Embrace my Inner Lab Rat


I mentioned in my last blog, that I feel cultural pressure to deny my "Inner Robot", to deny the idea that most of the choices I make each day are automatic responses to my alarm clock, to hunger, to arriving at work, to my mid-morning lull, to more hunger at lunch, to my mid-afternoon lull, to everything that happens from after leaving work.

I also feel pressure to deny my "Inner Lab Rat".  I feel pressured to deny the fact that I respond to "cheese". I respond to rewards.  I'd love to think that I'm motivated to do something if it is "the right thing to do".  I wish I was always motivated by logic, that I picked all my actions based on reason and willpower.  But the reality probably is that I do most of what I do because in one way or another I find it rewarding.

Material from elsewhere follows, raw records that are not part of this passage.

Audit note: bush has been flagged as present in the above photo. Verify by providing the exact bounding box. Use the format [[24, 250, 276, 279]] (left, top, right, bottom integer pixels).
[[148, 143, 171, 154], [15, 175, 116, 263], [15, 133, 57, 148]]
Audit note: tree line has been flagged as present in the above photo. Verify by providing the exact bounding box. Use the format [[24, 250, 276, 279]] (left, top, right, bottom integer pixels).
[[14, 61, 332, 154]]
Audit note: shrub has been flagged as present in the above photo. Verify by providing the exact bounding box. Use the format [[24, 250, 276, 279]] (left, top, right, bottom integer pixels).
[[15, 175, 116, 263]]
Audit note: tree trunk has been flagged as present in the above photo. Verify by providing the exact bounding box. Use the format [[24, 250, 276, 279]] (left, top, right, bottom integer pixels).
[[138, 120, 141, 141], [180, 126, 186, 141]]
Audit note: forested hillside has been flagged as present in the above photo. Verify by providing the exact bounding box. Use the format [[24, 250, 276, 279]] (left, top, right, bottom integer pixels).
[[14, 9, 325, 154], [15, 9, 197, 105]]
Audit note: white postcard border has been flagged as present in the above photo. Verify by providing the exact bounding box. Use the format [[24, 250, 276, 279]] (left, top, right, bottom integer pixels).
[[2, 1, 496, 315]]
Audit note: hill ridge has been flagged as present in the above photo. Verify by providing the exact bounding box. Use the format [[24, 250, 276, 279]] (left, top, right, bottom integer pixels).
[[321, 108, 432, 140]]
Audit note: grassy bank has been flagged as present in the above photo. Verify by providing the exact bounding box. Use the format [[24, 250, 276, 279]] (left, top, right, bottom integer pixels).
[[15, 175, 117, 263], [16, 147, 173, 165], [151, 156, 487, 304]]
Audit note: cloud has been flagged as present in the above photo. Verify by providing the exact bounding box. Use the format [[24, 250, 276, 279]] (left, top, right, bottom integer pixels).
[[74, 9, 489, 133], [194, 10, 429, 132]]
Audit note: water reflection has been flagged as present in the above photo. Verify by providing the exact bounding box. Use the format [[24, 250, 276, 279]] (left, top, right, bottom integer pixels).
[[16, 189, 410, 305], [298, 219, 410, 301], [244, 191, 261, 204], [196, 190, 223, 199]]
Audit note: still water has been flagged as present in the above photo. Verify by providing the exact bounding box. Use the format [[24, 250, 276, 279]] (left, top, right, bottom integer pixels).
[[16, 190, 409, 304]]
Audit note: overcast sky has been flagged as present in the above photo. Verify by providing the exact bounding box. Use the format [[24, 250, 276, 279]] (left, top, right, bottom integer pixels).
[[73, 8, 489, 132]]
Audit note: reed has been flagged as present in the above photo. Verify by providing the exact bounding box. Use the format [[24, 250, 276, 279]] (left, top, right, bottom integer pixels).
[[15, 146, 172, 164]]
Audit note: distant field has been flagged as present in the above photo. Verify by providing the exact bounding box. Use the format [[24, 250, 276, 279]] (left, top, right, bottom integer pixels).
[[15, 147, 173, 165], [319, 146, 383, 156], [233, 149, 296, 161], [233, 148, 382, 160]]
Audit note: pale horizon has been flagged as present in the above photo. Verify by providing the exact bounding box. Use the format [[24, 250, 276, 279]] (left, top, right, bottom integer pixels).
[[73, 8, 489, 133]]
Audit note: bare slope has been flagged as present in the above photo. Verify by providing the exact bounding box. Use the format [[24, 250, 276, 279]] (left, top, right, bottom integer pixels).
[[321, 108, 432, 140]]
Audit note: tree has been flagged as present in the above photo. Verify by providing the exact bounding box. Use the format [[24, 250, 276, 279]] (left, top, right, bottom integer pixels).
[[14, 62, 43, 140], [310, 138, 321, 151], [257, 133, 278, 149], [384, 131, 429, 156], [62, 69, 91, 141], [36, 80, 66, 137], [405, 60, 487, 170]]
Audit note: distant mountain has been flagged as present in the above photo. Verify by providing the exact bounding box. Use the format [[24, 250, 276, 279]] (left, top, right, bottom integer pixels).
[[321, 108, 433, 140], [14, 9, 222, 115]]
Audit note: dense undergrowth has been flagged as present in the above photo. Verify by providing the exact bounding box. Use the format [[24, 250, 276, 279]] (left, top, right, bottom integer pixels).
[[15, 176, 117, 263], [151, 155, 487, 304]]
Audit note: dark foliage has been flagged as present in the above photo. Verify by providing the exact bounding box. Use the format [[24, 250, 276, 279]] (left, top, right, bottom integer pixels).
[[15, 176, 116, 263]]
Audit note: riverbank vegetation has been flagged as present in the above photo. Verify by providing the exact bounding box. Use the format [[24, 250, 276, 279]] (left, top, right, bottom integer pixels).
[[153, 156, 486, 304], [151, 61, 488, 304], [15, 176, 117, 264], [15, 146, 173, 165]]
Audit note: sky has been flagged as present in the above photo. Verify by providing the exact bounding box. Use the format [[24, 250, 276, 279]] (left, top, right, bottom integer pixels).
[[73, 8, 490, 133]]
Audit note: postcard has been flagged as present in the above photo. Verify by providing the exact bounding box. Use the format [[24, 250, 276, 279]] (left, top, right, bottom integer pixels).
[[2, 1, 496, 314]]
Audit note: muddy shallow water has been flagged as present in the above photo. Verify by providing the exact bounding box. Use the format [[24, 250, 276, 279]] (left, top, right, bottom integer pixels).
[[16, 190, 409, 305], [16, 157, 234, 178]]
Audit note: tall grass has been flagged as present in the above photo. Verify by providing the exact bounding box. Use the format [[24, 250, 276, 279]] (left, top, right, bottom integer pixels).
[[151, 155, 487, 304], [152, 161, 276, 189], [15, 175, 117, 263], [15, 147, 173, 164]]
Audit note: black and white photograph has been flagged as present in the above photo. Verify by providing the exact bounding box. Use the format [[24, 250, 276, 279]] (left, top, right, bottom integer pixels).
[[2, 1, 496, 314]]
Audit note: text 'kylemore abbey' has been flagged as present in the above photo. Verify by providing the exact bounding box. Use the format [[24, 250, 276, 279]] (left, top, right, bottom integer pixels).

The idea that what we choose to do is based mainly on rewards and punishments is the basic premise of "Behaviorism", a theory of psychology developed by B.F. Skinner in the 1930's.  I read several of his books in the 1970's and 1980's when Behaviorism was still in vogue.  According to a recent article by David Freeman in Atlantic magazine, "Behaviorism" fell out of favor for a while because of discomfort with the idea that our choices are based so deeply on rewards versus reason and willpower.  But behaviorism, says Freeman, is now coming back because its principles are the best explanation for the most successful programs aimed at changing behaviors such as Weight Watchers, Alcoholics Anonymous, and certain exercise programs.  Here's a link to Freeman's article:  The Perfected Self.

So, if I accept my "Inner Lab Rat", if I accept that I behave based on rewards more than I do based on willpower and logic, what should I do?  If I want to make a certain choice more often, I guess I'd better figure out how to make it rewarding.  If I want to use the treadmill more, then watch an action movie on DVD or Netflix.  If I want to get through paperwork at home (something I hate doing), then listen to music while doing it.  If I can't make the task inherently rewarding, treat myself afterwards.  Don't just say, "From now on, I'm going to ______ more often" and expect willpower and memory to take it from there.  Figure out how to make the experience so enjoyable that I can reward my "Inner Lab Rat" with some "cheese".